Mas, torpe por demás.

 

Mas, torpe por demás.

Actualizado 27/11/2012 13:00:33 CET

MADRID, 27 Nov. (OTR/PRESS) -

Nos pasamos el día haciendo quinielas sobre los eventuales costaleros parlamentarios de CiU en nombre de la gobernabilidad en Cataluña. Es lógico, porque ese partido ha quedado lejos de la mayoría absoluta y necesita completarla si no quiere exponerse a continuos sobresaltos durante la próxima Legislatura autonómica. Sin embargo, la noticia del 25-N no es precisamente el hecho de que CiU no haya alcanzado el umbral de los 68 escaños. Entre otras cosas porque tampoco los tenía antes de que el presidente de la Generalitat decidiese anticipar las elecciones. La verdadera novedad, la noticia más importante de las elecciones del domingo pasado es el fracaso personal de Artur Mas.

¿Y eso qué significa? Pues significa que si el proceso soberanista por él abierto ha de continuar, él ya no es quién para cerrarlo. No puede negarse que la suma de escaños y votos obtenidos por los tres partidos firmantes del proyecto independentista propuesto por Mas (CiU, ERC y CUP) da para insistir en la persecución de la quimera. Vale. Pero él ha quedado claramente desautorizado como piloto de la nave en ese viaje.

La propuesta soberanista ya tiene vida propia. Es la figura personal de Artur Mas la que ha quedado desahuciada. Solo su retirada de la vida política podría compadecerse con el tamaño del descalabro. Dicho sea en nombre de la decencia política y el sentido común. Y si no lo hace será cosa de ver cómo se las apaña para bajarse del tigre. O para seguir cabalgándolo al modo de esos toros enloquecidos de las ferias populares que siempre te acaban estampando contra el suelo.

En el mitin de cierre de campaña, el viernes pasado, Artur Mas dijo en el Palau San Jordi: "El proceso ya no tiene marcha atrás". Puede ser. Pero él si la tiene.

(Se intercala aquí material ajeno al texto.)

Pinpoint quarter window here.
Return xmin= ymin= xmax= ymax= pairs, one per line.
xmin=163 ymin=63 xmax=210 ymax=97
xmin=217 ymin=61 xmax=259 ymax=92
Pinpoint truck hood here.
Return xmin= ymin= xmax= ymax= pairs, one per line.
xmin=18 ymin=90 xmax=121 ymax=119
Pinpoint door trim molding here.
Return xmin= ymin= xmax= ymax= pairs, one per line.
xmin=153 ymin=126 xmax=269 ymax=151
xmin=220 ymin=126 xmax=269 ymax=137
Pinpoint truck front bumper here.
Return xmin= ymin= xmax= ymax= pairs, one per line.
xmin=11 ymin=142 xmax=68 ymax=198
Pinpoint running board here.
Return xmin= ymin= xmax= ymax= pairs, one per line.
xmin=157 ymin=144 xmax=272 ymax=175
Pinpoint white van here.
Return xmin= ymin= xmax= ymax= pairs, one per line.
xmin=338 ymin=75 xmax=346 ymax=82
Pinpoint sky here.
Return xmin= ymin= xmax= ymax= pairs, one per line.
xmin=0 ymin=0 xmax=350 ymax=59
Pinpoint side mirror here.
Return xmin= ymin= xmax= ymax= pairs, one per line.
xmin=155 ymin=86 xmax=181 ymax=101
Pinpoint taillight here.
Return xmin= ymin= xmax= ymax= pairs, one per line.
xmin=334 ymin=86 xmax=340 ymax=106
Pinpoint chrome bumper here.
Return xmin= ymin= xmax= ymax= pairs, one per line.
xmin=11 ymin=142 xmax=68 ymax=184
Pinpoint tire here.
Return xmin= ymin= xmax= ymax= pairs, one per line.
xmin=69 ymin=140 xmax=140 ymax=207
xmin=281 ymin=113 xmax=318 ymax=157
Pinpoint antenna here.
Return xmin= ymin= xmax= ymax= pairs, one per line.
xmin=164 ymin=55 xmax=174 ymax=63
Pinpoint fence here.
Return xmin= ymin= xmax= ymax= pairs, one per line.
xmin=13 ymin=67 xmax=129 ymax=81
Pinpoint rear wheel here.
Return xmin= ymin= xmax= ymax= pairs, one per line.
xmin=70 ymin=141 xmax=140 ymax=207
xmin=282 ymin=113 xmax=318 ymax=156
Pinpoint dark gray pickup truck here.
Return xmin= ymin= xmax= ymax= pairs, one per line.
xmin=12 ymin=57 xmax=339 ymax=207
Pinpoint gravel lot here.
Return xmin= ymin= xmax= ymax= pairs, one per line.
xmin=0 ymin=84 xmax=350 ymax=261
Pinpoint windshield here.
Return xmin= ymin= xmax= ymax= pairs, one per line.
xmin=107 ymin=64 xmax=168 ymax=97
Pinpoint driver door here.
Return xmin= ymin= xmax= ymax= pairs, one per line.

Se lo han dicho los catalanes, que han reventado sus análisis y le han vuelto la espalda, si nos atenemos a las expectativas creadas por él mismo.

No es fiable un gobernante que comete errores de bulto tan graves como el intento de mejorar su cotización política al precio de sacudir unilateralmente el Estado de Derecho y el entramado institucional. Con sus propias reglas de juego. Pero menos fiable es todavía si, a pesar de todo, después de haber sometido a los catalanes y al resto de los españoles a una insoportable tensión emocional, resulta que su cotización electoral se desploma. Una maniobra política cuya torpeza pasará a las antologías de los líderes con tendencia a darse tiros en el pie.

No puede ser fiable un líder que funciona con este tipo de ocurrencias. Debe asumir las consecuencias de haber perdido su apuesta personal, aun sin aminorarse el grave riesgo de ir hacia una crisis institucional y el gravísimo riesgo de que Cataluña pueda partirse en dos. Ha creado las condiciones para que, por ejemplo, en la mañana de la jornada electoral, un sobreactuado Oriol Junqueras (líder de EC) dijera: "Estamos escribiendo el prologo del gran libro que nos llevara a la libertad". Ni que se estuviera jugando el fin de la esclavitud en Cataluña.